This study evaluates irrigation infrastructure rehabilitation in Armenia. The study separately examines the impacts of tertiary canals and other large infrastructure such as main canals and pumping stations. The study also explores complementarities these types of infrastructure have with each other as well as with other activities included in the Armenia compact.
Although a random assignment design is considered the most rigorous evaluation approach and may have been feasible in this context, randomly selecting which tertiary canals would be rehabilitated was not done. Communities had to first apply to be considered for inclusion, and then canals were selected based on other factors, particularly engineering considerations and projected economic rates of return. Instead, the study uses a comparison group design. Under this approach, tertiary canals for which rehabilitation is planned will be matched to other canals sharing similar geography, pre-rehabilitation conditions, and where similar crops are grown. Examining how outcomes change for farmers in the comparison group, whose canals were not rehabilitated, will inform us about how those outcomes would have changed in the absence of the rehabilitation efforts.

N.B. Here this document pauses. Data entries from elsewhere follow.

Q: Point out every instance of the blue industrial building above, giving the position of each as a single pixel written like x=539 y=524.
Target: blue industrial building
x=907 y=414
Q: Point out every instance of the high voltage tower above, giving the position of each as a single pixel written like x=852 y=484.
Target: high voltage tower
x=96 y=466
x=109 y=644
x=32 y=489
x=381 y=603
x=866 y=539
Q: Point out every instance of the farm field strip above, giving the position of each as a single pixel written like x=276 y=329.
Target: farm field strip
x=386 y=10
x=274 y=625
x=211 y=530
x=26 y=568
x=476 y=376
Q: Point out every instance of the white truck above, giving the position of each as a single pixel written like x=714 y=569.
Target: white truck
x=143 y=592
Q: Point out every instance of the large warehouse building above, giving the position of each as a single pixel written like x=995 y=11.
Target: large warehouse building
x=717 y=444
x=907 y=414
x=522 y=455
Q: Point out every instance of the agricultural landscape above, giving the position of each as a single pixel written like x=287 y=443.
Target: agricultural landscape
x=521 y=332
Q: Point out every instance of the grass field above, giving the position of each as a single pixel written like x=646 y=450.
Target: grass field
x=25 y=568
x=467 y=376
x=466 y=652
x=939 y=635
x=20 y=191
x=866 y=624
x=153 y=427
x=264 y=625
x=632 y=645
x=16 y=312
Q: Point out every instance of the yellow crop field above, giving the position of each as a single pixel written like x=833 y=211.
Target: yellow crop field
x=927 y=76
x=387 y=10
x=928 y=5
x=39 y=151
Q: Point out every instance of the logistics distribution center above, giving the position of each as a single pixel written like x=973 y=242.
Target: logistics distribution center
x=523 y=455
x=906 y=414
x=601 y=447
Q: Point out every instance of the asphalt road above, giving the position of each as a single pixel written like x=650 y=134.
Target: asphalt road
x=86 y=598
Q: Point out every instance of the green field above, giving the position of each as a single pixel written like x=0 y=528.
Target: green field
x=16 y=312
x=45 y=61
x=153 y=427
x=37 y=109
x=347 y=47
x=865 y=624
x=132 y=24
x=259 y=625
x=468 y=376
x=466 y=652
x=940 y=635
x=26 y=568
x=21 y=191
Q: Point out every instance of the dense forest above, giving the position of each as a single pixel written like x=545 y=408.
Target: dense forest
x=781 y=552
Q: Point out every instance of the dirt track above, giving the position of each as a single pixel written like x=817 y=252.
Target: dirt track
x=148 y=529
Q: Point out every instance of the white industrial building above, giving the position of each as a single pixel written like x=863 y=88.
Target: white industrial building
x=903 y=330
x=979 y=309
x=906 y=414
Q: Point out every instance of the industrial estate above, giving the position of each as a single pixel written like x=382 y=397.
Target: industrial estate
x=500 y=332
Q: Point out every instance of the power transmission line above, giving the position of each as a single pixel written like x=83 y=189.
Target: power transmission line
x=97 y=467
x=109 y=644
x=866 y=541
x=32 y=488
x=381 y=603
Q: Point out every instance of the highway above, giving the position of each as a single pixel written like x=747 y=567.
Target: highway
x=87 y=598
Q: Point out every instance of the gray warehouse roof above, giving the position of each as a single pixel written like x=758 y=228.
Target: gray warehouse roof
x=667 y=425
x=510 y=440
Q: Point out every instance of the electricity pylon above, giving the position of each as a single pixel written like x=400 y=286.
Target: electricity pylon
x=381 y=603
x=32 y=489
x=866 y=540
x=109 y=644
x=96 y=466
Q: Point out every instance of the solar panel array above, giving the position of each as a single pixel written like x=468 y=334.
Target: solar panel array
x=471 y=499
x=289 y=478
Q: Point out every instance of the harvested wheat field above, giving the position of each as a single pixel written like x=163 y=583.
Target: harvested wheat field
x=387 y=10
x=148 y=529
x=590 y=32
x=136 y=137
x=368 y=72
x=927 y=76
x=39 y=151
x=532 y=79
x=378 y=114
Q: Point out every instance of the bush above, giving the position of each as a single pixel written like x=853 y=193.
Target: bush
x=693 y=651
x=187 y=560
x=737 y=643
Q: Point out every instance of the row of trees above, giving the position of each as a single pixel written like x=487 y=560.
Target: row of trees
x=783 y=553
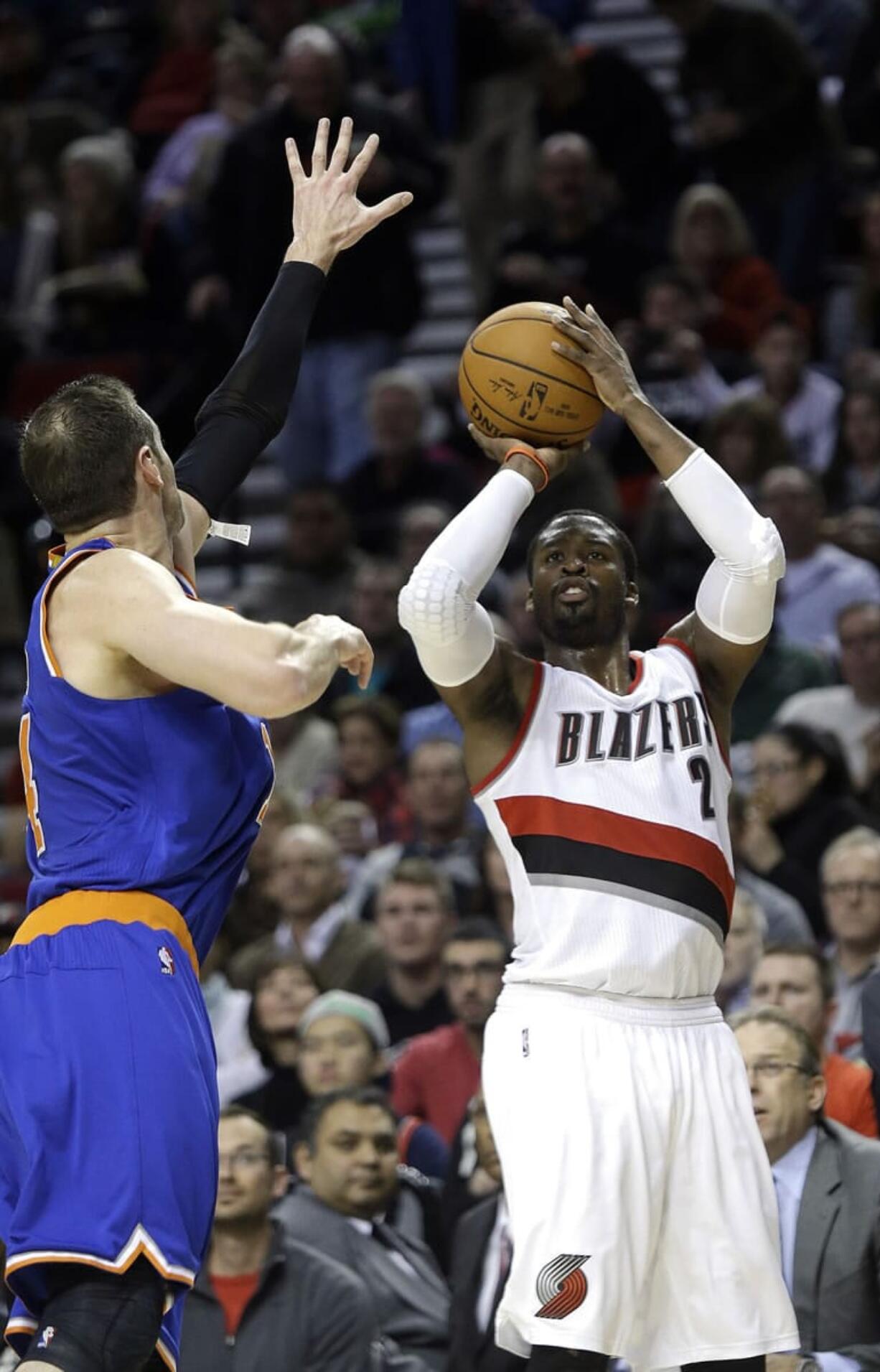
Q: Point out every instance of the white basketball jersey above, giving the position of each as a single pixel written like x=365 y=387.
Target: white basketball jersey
x=612 y=816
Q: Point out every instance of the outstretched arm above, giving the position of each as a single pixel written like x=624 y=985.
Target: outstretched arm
x=485 y=681
x=735 y=601
x=250 y=405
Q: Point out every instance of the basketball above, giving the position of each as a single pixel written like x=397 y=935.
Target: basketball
x=512 y=382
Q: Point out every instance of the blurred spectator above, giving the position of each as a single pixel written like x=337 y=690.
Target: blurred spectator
x=809 y=401
x=851 y=895
x=446 y=831
x=420 y=523
x=853 y=308
x=828 y=29
x=180 y=81
x=349 y=1161
x=239 y=1066
x=482 y=1253
x=757 y=125
x=316 y=571
x=187 y=162
x=605 y=98
x=785 y=917
x=853 y=477
x=820 y=579
x=369 y=742
x=742 y=953
x=712 y=246
x=860 y=101
x=343 y=1040
x=439 y=1072
x=92 y=299
x=277 y=1302
x=307 y=882
x=372 y=295
x=850 y=711
x=800 y=804
x=828 y=1194
x=306 y=750
x=284 y=986
x=414 y=913
x=577 y=246
x=402 y=465
x=396 y=670
x=800 y=980
x=497 y=881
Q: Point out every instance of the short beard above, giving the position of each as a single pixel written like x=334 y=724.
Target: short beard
x=599 y=630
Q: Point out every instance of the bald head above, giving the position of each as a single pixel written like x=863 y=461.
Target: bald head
x=304 y=874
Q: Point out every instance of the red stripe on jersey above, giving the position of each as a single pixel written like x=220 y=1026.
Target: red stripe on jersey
x=521 y=732
x=640 y=837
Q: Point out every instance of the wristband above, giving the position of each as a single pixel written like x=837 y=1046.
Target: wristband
x=527 y=450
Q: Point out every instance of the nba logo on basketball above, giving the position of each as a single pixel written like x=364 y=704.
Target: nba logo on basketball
x=562 y=1286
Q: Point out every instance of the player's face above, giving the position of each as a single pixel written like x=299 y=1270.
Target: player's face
x=248 y=1180
x=783 y=1096
x=354 y=1165
x=334 y=1053
x=851 y=895
x=791 y=984
x=411 y=925
x=281 y=998
x=472 y=974
x=364 y=751
x=579 y=585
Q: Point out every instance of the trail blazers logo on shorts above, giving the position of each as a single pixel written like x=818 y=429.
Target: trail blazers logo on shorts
x=562 y=1286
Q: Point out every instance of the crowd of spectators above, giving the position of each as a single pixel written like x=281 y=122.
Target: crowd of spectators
x=732 y=241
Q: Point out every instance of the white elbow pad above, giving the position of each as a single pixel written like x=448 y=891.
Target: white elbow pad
x=736 y=601
x=453 y=634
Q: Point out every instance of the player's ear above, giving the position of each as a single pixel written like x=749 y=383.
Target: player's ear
x=149 y=467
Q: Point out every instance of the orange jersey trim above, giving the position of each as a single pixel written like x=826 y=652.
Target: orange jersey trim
x=123 y=907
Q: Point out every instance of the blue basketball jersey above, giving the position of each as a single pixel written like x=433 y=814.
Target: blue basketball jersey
x=159 y=795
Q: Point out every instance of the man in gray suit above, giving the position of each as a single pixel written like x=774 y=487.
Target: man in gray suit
x=828 y=1191
x=349 y=1164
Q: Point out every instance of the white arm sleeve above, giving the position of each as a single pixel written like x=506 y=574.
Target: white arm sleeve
x=453 y=635
x=738 y=593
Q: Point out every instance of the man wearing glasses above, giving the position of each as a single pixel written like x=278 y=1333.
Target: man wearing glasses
x=439 y=1072
x=828 y=1193
x=851 y=897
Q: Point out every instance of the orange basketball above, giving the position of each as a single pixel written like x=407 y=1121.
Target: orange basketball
x=512 y=382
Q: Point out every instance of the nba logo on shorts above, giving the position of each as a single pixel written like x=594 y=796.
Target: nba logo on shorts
x=562 y=1286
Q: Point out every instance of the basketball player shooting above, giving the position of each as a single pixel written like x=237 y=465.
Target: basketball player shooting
x=640 y=1197
x=147 y=774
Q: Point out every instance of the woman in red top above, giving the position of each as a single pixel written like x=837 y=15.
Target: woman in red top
x=712 y=245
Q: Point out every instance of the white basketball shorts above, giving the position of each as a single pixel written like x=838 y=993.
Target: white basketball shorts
x=640 y=1197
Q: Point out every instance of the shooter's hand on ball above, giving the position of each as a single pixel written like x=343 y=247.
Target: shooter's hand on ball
x=328 y=215
x=550 y=460
x=594 y=347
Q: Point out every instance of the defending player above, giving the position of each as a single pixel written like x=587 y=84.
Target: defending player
x=642 y=1203
x=147 y=774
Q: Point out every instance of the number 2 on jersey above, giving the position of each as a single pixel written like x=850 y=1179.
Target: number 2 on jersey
x=32 y=799
x=699 y=771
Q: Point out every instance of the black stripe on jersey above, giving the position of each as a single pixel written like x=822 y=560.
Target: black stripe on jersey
x=652 y=876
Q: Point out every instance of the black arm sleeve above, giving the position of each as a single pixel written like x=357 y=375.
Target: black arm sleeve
x=250 y=405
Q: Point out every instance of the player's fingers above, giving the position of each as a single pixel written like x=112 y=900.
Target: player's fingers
x=295 y=165
x=393 y=205
x=364 y=158
x=319 y=151
x=343 y=146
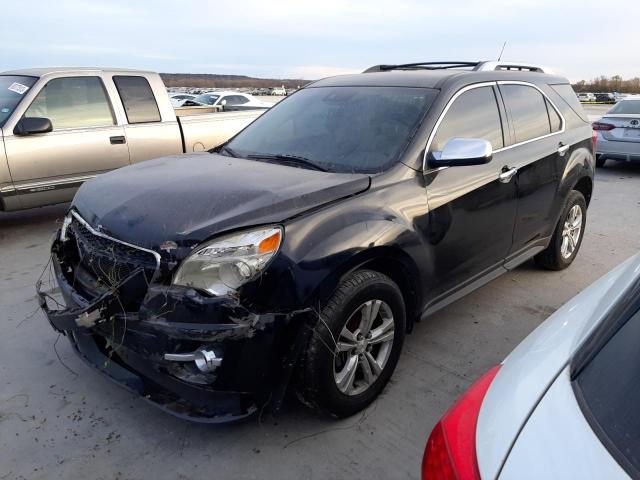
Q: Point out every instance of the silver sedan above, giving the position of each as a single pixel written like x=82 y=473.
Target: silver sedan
x=564 y=403
x=619 y=132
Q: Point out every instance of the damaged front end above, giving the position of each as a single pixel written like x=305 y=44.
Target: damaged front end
x=200 y=357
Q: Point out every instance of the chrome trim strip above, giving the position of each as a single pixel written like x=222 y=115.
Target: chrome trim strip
x=488 y=84
x=100 y=234
x=54 y=183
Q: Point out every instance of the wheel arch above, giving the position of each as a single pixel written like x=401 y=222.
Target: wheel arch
x=390 y=261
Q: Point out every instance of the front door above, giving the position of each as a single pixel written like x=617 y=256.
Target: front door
x=85 y=141
x=472 y=209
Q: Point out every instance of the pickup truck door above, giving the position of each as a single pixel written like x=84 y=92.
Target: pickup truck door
x=472 y=209
x=48 y=168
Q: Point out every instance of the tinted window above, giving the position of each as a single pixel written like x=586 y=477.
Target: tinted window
x=610 y=390
x=528 y=110
x=341 y=129
x=554 y=118
x=627 y=107
x=138 y=100
x=206 y=99
x=474 y=114
x=73 y=102
x=12 y=90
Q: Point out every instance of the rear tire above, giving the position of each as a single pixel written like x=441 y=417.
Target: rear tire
x=567 y=236
x=346 y=365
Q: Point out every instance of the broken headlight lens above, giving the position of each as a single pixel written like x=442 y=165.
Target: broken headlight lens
x=224 y=264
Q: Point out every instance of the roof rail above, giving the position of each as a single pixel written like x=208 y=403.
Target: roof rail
x=485 y=66
x=519 y=66
x=422 y=66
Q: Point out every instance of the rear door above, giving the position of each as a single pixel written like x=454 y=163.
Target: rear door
x=85 y=141
x=471 y=209
x=538 y=154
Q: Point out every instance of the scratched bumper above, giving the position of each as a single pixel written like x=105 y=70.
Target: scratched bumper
x=129 y=346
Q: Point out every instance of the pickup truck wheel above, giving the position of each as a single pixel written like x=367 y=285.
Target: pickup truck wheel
x=355 y=345
x=567 y=237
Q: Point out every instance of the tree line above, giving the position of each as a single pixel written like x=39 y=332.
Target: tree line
x=210 y=80
x=609 y=84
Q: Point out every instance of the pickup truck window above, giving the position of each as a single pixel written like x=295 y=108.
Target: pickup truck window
x=340 y=129
x=73 y=102
x=13 y=88
x=137 y=98
x=474 y=114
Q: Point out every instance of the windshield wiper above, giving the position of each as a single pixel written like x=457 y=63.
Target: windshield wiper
x=293 y=159
x=224 y=148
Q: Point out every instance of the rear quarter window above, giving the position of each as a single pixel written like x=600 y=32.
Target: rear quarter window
x=137 y=98
x=608 y=391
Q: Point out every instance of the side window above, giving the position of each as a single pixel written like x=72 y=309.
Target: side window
x=528 y=110
x=554 y=117
x=73 y=102
x=474 y=114
x=138 y=100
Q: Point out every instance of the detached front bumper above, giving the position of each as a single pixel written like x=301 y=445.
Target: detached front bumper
x=256 y=351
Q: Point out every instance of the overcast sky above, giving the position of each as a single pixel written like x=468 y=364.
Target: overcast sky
x=311 y=39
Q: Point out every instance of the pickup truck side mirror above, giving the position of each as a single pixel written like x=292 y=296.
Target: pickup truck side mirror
x=463 y=151
x=32 y=125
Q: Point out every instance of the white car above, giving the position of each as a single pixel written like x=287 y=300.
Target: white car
x=178 y=99
x=278 y=91
x=565 y=404
x=618 y=132
x=586 y=97
x=230 y=99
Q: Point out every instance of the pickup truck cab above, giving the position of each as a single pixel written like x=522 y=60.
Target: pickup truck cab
x=305 y=247
x=62 y=126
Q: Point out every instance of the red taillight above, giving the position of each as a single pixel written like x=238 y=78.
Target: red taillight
x=450 y=453
x=602 y=126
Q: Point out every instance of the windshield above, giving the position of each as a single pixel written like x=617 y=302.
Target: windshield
x=12 y=89
x=207 y=99
x=339 y=129
x=626 y=107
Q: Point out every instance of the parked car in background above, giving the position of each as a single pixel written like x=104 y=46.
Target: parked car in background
x=62 y=126
x=618 y=132
x=179 y=99
x=586 y=97
x=278 y=91
x=562 y=405
x=605 y=97
x=230 y=99
x=310 y=243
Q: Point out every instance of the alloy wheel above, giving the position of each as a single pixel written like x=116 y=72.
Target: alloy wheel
x=363 y=347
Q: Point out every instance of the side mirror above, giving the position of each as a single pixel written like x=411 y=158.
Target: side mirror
x=32 y=125
x=463 y=151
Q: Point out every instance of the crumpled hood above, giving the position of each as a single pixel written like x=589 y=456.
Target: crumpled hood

Random assignment was also not possible for evaluating the large infrastructure projects. Moreover, there are too few pumping stations, gravity schemes, main canals, and drainage systems to evaluate any of those types of infrastructure separately. Thus, the evaluation uses a matched comparison group design to see whether there are impacts on communities in which any of these types of infrastructure were rehabilitated compared to those in which none was.